Montgomery County, locally also referred to as Montco, is a county located in the Commonwealth of Pennsylvania. As of the 2010 census, the population was 799,874, making it the third-most populous county in Pennsylvania, after Philadelphia and Allegheny Counties. The county seat is Norristown. Montgomery County is very diverse, ranging from farms and open land in Upper Hanover to densely populated rowhouse streets in Cheltenham.

***911 Calls***

Created by Congress in 2004 as the 911 Implementation and Coordination Office (ICO), the National 911 Program is housed within the National Highway Traffic Safety Administration at the U.S. Department of Transportation and is a joint program with the National Telecommunication and Information Administration in the Department of Commerce.

***Feature Columns***
    
* **lat:** String variable, Latitude
* **lng:** String variable, Longitude
* **desc:** String variable, Description of the Emergency Call
* **zip:** String variable, ZIP Code
* **title:** String variable, Title of Emergency
* **timeStamp:** String variable, Date and time of the call, YYYY-MM-DD HH:MM:SS
* **twp:** String variable, Township
* **addr:** String variable, General Address
* **e:** String variable, Dummy variable, Index column (always 1)

## 2.1 Imports

In [None]:
# data analysis and wrangling
import pandas as pd
import numpy as np
import random as rnd

# visualization
import seaborn as sns
import matplotlib.pyplot as plt
%matplotlib inline

## 2.2 Get the Data
The Python Pandas packages helps us work with our datasets.
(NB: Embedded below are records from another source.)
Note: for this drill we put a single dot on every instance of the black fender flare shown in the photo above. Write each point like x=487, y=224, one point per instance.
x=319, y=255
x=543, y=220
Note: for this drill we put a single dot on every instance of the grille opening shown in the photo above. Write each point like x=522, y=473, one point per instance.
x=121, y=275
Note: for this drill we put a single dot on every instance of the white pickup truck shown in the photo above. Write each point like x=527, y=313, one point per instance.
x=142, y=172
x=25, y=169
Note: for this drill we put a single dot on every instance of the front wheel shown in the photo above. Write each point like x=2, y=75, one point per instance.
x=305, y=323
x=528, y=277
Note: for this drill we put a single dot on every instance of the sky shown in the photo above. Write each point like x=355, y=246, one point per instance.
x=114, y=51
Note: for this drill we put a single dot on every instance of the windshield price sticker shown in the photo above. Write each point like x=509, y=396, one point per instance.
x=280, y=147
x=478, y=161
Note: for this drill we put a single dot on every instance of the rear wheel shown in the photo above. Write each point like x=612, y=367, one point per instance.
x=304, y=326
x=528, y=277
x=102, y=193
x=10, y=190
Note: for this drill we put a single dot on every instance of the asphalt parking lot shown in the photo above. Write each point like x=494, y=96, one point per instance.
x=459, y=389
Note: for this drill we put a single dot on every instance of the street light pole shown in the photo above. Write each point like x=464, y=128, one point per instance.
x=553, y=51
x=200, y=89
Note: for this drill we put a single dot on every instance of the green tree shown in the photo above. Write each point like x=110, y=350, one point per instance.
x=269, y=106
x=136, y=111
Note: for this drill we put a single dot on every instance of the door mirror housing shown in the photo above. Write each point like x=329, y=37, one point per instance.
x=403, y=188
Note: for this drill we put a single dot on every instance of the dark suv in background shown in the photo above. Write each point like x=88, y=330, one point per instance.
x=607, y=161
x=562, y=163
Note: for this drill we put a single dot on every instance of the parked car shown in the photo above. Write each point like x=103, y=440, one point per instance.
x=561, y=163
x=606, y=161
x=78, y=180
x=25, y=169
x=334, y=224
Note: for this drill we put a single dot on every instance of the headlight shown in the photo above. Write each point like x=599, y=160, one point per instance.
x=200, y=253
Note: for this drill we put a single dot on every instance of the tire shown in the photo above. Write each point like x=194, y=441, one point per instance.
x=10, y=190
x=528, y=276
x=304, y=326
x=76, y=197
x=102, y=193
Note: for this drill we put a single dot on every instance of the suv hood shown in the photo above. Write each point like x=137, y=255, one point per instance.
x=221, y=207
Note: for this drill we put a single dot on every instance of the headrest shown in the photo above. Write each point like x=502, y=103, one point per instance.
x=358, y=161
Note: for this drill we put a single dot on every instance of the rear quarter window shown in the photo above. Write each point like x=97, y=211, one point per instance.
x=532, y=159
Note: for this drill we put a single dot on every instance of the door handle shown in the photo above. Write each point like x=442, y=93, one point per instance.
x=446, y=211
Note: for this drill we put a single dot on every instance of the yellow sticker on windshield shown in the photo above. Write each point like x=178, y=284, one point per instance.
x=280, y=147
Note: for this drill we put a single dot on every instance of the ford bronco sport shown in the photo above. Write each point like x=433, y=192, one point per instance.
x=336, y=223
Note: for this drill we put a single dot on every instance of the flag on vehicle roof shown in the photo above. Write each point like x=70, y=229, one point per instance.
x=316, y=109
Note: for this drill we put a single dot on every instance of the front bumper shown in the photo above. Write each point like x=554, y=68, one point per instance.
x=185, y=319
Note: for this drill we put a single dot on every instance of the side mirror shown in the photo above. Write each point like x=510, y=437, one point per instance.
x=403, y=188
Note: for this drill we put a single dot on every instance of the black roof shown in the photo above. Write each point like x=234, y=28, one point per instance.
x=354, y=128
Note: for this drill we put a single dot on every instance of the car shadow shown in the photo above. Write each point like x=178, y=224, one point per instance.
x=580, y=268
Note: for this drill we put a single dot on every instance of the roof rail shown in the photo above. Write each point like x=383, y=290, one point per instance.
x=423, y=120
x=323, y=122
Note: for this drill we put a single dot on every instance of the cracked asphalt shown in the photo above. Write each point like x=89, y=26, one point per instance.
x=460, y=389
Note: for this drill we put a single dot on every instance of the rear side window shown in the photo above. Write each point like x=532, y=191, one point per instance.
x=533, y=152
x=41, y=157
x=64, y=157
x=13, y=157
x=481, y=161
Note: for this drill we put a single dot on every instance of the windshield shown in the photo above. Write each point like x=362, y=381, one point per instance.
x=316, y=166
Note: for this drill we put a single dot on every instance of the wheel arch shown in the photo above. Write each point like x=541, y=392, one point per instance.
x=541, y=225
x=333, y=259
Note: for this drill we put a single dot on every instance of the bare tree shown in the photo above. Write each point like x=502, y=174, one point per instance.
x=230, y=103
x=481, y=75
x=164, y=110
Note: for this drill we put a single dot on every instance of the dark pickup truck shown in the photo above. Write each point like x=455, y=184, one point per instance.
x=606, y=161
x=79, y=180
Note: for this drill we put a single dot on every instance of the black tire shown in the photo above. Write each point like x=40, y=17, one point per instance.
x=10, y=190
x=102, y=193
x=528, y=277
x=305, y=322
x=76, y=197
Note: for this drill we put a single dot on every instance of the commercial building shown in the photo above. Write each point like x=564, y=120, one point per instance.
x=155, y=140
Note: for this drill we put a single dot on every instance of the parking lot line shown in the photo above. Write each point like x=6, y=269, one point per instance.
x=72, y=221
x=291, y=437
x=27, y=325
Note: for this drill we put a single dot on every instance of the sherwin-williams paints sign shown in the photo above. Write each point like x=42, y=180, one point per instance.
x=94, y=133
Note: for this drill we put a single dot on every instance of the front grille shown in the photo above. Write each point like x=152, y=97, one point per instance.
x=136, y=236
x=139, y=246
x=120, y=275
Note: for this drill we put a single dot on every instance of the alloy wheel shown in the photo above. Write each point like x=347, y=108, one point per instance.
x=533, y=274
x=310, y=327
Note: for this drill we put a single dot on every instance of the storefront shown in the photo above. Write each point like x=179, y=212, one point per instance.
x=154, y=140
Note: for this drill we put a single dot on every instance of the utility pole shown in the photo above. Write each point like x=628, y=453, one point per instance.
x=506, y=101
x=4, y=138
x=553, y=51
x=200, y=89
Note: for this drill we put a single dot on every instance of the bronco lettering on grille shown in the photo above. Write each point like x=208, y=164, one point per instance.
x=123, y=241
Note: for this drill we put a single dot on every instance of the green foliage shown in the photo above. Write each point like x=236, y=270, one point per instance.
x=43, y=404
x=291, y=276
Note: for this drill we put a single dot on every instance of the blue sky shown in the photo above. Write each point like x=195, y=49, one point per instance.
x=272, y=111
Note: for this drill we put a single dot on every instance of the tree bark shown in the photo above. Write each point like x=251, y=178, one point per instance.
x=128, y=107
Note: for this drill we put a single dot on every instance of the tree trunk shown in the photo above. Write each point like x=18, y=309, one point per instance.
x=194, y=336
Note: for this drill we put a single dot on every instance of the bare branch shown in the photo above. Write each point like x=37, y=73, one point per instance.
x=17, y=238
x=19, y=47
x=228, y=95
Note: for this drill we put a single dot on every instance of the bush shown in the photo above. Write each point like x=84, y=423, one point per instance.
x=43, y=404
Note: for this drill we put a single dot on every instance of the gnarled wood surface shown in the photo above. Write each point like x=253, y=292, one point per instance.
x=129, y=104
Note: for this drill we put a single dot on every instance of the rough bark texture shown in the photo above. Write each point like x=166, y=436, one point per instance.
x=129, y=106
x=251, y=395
We start by acquiring the datasets into Pandas DataFrames.

In [None]:
df = pd.read_csv('../input/montcoalert/911.csv')

## 2.3 Analyze by describing data
Pandas also helps describe the datasets answering following questions early in our project.
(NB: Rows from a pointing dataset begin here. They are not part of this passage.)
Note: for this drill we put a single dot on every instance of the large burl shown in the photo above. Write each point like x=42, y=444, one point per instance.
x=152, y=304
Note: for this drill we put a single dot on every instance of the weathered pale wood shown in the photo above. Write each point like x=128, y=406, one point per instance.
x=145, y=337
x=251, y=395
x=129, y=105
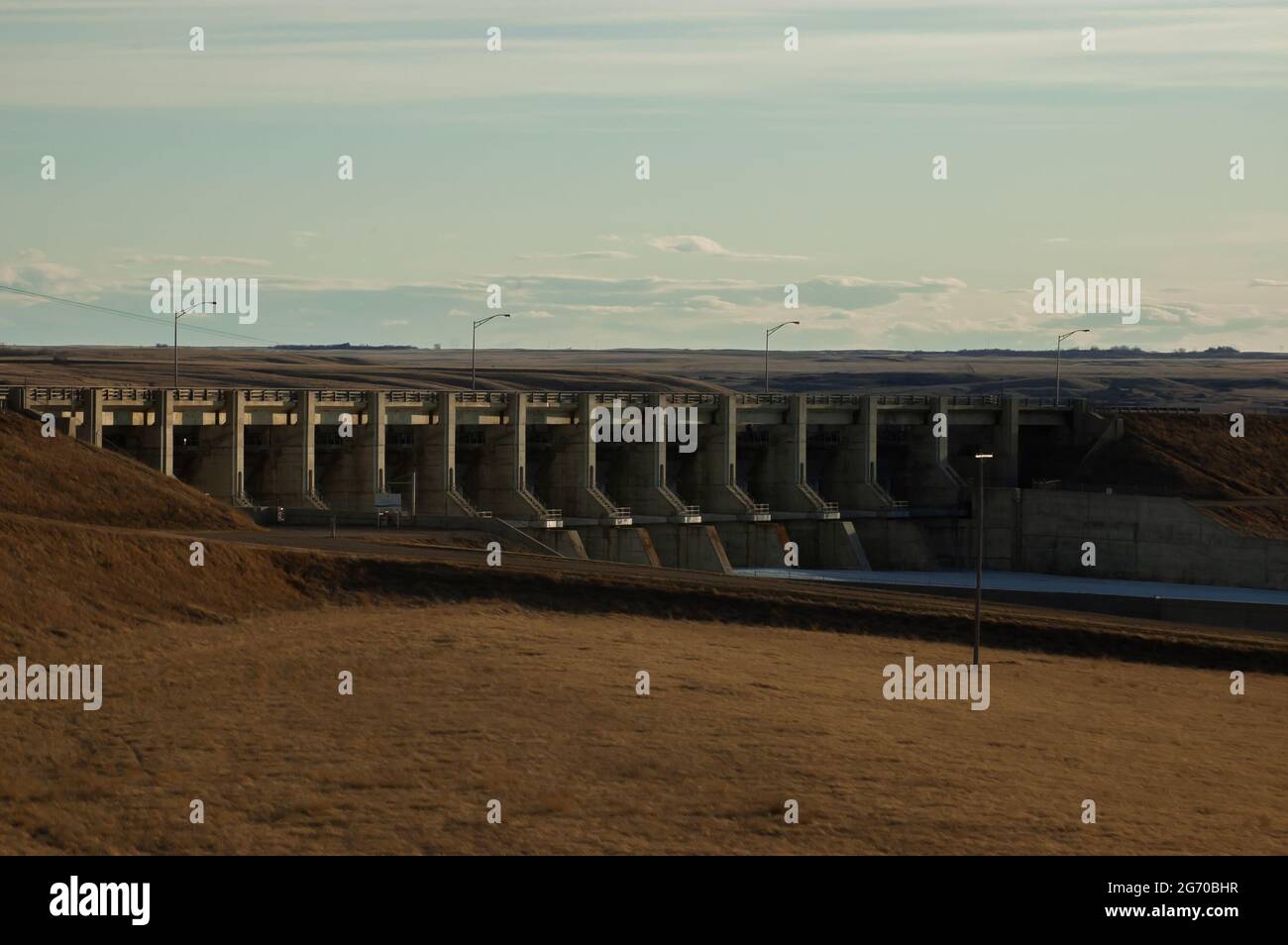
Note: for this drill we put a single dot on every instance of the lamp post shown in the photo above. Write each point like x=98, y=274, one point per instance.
x=1057, y=343
x=176, y=317
x=979, y=555
x=768, y=332
x=475, y=338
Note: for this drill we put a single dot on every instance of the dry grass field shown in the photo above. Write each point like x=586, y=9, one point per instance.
x=455, y=704
x=1211, y=381
x=518, y=683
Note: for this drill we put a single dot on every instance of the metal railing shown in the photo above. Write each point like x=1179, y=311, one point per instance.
x=340, y=395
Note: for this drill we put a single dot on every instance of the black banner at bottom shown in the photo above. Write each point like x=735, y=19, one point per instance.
x=329, y=894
***Which features are available in the dataset?***

In [None]:
print(df.columns.values)

***How many rows and columns does the dataset have?***

In [None]:
print('Rows     :',df.shape[0])
print('Columns  :',df.shape[1])

***Which features are categorical?***

* Categorical: desc, zipcode, title, twp, addr, e.
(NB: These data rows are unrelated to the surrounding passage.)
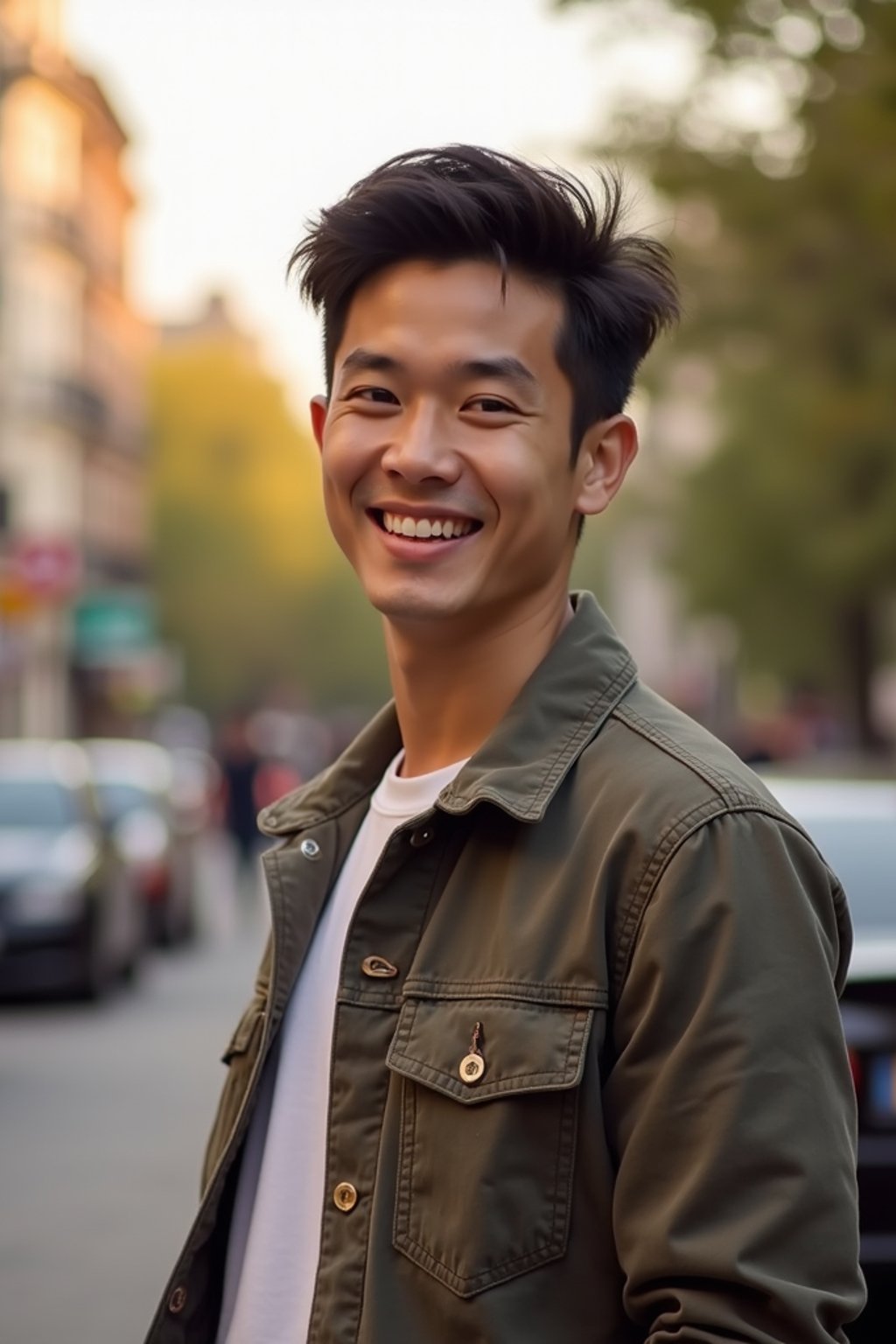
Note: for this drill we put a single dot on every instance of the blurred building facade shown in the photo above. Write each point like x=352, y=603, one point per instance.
x=75, y=620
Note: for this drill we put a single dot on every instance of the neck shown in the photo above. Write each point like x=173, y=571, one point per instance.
x=452, y=692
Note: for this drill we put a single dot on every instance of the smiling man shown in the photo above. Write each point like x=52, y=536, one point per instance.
x=546, y=1043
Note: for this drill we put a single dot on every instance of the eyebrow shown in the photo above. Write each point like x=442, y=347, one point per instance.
x=506, y=368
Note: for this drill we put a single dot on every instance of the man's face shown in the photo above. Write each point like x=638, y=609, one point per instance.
x=446, y=446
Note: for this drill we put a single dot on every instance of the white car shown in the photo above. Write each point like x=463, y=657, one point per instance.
x=853, y=822
x=70, y=917
x=133, y=782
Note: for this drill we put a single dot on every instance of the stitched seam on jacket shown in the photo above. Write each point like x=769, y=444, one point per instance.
x=731, y=792
x=657, y=862
x=598, y=995
x=606, y=697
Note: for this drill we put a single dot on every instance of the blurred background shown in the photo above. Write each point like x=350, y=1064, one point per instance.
x=180, y=640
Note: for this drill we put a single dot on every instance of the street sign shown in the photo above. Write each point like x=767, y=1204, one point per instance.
x=45, y=567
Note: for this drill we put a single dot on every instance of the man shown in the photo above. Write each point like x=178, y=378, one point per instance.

***Which features are numerical?***

* Continous: lat, lng.
* Discrete: timeStamp.

In [None]:
# preview the data
df.head()

### Dropping column e

In [None]:
df = df.drop('e',axis=1)

***Which features contain blank, null or empty values?***

We can check for missing values with pandas isnull(). This indicates whether values are missing or not. Then we can sum all the values to check every column.
* There are 80492 missing values in the dataset. 
* For the purpose of this notebook it is not necessary to drop or fill the missing values, as we will only do a visual alanlizis.

In [None]:
# missing values
print('Missing values:',df.isnull().values.sum())

df.isnull().sum()

***What are the data types for various features?***

Three features are floats and five are objects. 

In [None]:
df.info()

***How many zip codes does the dataset have?***

In [None]:
df['zip'].nunique()

***What are the top 5 zip codes for 911 calls?***

In [None]:
df_zip = pd.DataFrame(df['zip'].value_counts().head(5))
df_zip.rename(columns = {'zip':'Top 5'}, inplace = True)
df_zip.style.background_gradient(cmap='Blues')

**What are the top 5 townships (twp) for 911 calls?**

In [None]:
df_twp = pd.DataFrame(df['twp'].value_counts().head(5))
df_twp.rename(columns = {'twp':'Top 5'}, inplace = True)
df_twp.style.background_gradient(cmap='Greens')

***How many unique title of emergency codes are there?***

In [None]:
df['title'].nunique()

<a id="ch3"></a>
# 3. Creating new features
<hr/>

### Reason feature
In the titles column there are "Reasons/Departments" specified before the title code. These are **EMS, Fire, and Traffic.** We are going to use `.apply()` with a custom lambda expression to create a new column called "Reason" that contains this string value.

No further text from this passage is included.